Minnesota researchers are helping a New York company try to advance new technology to generate electricity from rivers and tides.
The generating units look like small-scale wind turbines, with a major difference: they're placed on the bottom of rivers or tidal basins, where water flow spins the blades.
Verdant Power Inc., developer of the technology, has been testing it in New York City's East River since 2006, and has been granted regulatory approval to install 30 turbines on the riverbed — enough to generate 1 megawatt of power — the equivalent of a small utility-scale wind turbine.
University of Minnesota researchers, led by Prof. Fotis Sotiropoulos, director of the St. Anthony Falls Laboratory, are using supercomputers and the lab's water channels, known as flumes, to analyze the blades and help position units to capture the most energy from the East River's tidal flows.
"It is a small-scale project, but it is the first grid-connected hydrokinetic energy project in the nation," said Sotiropoulos, a professor in the Civil Engineering Department. "It has become the poster child for the success of this entire industry. If this project is successful, this whole industry will potentially take off."

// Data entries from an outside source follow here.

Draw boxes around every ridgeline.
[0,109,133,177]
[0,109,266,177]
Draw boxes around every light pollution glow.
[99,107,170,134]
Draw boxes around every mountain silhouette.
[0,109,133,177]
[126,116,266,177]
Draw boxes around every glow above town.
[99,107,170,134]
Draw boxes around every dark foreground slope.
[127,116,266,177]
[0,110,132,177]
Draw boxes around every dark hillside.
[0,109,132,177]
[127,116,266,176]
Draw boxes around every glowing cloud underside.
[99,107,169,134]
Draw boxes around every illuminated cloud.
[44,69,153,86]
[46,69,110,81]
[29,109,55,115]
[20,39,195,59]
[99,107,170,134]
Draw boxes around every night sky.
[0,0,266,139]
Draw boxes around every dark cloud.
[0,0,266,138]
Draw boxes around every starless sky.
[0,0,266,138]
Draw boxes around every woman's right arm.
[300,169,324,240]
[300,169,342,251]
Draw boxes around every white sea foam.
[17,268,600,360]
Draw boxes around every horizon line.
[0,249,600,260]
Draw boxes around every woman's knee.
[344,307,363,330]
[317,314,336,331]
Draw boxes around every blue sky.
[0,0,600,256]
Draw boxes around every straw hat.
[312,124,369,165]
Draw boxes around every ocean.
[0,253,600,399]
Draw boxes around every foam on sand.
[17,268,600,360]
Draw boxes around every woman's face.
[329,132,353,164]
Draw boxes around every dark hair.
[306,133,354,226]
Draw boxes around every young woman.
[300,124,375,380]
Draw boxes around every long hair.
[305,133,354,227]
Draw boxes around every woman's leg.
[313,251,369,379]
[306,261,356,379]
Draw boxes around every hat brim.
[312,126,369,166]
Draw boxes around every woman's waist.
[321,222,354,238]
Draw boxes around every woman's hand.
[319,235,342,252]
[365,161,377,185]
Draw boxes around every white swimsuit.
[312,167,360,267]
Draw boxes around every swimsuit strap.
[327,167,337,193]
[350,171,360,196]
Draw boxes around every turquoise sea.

The university research is being done under a two-year, $600,000 grant from the National Science Foundation. The grant is part of a program to link universities with companies developing new technologies, in this case Verdant Power and Energetx Composites, a Holland, Mich., company that produces the blades.
"We are going to re-create the East River environment in supercomputers," Sotiropoulos said of the St. Anthony Falls Laboratory's work. "We are going to virtually install turbines in the East River in order to identify what is the best way to place them. … The spacing between the turbines makes a big difference in terms of how they perform."
The Minneapolis laboratory, built in the 1930s under the federal Works Progress Administration, sits on Hennepin Island, next to the St. Anthony Falls dam, on a site that once was occupied by a water-driven lumber mill. It's a block away from the historic Pillsbury A Mill, an abandoned water-powered flour mill that once was the world's largest.